投稿: M・E | 2006年10月 1日 (日) 09時18分
こんにちは。ごぶさたしております。これは面白そうな本をご紹介いただきました。早速拝読したいと思います。
乱暴かも知れませんが「粉飾」にあたる事態は、車のスピード違反くらい、起こる方が普通だと思いますので、地の色を逆転してしまって、「どういう場合に、なぜ、粉飾が起こらず、適正な処理がなされるか」を考えた方が有益な議論になるのではないかと思いますが、いかがでしょうか(笑)。こういう本音を隠して仕事をしなければならない専門家のみなさまが早く二枚舌の苦労から解放されるといいと思います。
投稿: bun | 2006年10月 1日 (日) 10時31分
興味深い本の紹介をありがとうございます。
内部統制と言ったときに、経営者の責任が問われるが、実務に携わり、実際に判断を下すのは、経営者自身ではなく現場の担当者や部所であることが多いと思っております。個々のビジネスにおいては、全て条件が異なるが、現場の実状は何よりも参考になるし、参考にすべきであると思っております。私も拝読したいと思います。

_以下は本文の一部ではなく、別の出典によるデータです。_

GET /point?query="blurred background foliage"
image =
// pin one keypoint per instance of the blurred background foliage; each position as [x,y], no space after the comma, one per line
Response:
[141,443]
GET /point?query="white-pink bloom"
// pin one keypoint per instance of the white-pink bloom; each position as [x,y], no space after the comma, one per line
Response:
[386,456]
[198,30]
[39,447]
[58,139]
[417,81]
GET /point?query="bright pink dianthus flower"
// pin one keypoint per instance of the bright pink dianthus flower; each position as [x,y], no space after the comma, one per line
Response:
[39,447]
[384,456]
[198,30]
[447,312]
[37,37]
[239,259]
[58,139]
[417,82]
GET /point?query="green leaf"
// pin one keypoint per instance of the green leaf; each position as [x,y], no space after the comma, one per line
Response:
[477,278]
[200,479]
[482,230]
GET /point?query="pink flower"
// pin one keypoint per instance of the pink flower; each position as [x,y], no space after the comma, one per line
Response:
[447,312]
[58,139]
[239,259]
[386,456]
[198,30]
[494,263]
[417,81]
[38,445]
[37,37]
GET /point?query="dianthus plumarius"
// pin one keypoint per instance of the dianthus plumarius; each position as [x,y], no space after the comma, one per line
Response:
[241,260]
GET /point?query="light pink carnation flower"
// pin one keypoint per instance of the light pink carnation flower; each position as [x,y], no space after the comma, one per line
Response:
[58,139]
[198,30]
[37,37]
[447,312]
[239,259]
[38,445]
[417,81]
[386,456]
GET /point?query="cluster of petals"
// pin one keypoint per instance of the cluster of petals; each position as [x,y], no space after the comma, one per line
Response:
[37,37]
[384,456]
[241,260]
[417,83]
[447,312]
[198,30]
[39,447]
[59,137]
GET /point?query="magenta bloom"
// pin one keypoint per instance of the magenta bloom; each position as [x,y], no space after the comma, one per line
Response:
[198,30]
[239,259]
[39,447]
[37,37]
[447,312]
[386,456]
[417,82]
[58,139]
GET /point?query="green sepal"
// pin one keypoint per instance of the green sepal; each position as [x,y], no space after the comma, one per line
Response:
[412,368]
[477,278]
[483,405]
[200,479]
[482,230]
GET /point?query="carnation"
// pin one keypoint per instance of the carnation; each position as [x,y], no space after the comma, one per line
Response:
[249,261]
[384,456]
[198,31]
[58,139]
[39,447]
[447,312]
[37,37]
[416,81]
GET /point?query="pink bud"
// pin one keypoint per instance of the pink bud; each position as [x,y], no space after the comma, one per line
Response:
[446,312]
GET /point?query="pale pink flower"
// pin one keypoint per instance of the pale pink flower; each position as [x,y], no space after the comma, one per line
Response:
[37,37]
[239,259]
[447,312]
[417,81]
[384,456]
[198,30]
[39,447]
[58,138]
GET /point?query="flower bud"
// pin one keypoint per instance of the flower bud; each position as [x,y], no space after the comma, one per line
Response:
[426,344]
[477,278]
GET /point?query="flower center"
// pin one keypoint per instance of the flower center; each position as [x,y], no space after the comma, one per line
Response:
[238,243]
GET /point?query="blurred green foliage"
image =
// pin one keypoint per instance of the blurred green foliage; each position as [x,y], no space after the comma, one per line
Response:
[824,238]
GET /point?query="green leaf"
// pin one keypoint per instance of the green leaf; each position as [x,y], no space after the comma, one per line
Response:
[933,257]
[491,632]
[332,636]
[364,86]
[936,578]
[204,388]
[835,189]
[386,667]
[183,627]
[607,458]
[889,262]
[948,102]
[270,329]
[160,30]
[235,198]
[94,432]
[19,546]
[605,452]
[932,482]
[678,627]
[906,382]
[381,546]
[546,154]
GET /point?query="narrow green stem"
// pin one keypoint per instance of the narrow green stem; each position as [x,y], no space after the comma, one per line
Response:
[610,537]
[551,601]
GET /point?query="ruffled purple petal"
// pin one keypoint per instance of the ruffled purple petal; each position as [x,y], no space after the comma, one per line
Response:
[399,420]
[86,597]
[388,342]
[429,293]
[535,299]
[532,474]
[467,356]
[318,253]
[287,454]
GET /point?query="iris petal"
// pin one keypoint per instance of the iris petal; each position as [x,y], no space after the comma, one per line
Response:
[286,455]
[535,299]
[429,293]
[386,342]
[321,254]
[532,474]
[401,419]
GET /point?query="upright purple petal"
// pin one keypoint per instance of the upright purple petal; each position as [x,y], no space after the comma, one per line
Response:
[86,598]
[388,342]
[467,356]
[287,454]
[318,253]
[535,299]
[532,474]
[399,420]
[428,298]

投稿: 売れない経営コンサルタント | 2006年10月 1日 (日) 11時22分
>MEさん
こんにちは。お察しのとおり、質問をさせていただきました。さすがに日本を代表する企業法務の先生は、「内部統制」を語らせても斬新な切り口で自信に満ちていておもしろかったですね。参考になりました。また関連エントリーをアップいたしますので、先生のご意見もぜひお聞かせください。
>bunさん
私も自分が企業の内部にどっぷり浸かるようになるまでは「粉飾など異例のこと」と信じて疑わなかったわけですが、そりゃ、諸々の事情から、やりたくもなりますし、やらなきゃいけない・・・とも思えてきますから不思議ですよね。たとえば、この本を読んでみて、一般企業の経営者の方々や経理担当者が「あっここはうちとは違うぞ!こりゃ異常やなぁ。これやったらうちではだいじょうぶ」と思えるかどうか、そして、その思いは経営状態が思わしくなくなった場合にも、そういいきれるかどうか、そのあたりかなり勉強になるんじゃないか、と思いますね。
雑誌「コーポレート・コンプライアンス」などでも、こういった事例検証の特集がありますが、取材範囲の広さという点では、秀逸ではないか、と思います。
>経営コンサルタントさん
いつもコメント、ありがとうございます。
現場の実務をフィードバックして、経営陣においてリスク管理を行うのが通例でしょうね。これがとても時間のかかる作業ですし、営業に結びつかないものであるがゆえに、トップの推進力を借りないと先に進まないところがやっかいですね。
この本は、カネボウの誰が何をした、ということよりも、利害関係者たちがカネボウに期待したもの、経営が悪化して「自社さえよければ」という態度に出たときの、周囲の対応がもたらす「おそろしさ」といったところがおもしろく描かれており、現場の空気が把握できるところが妙味です。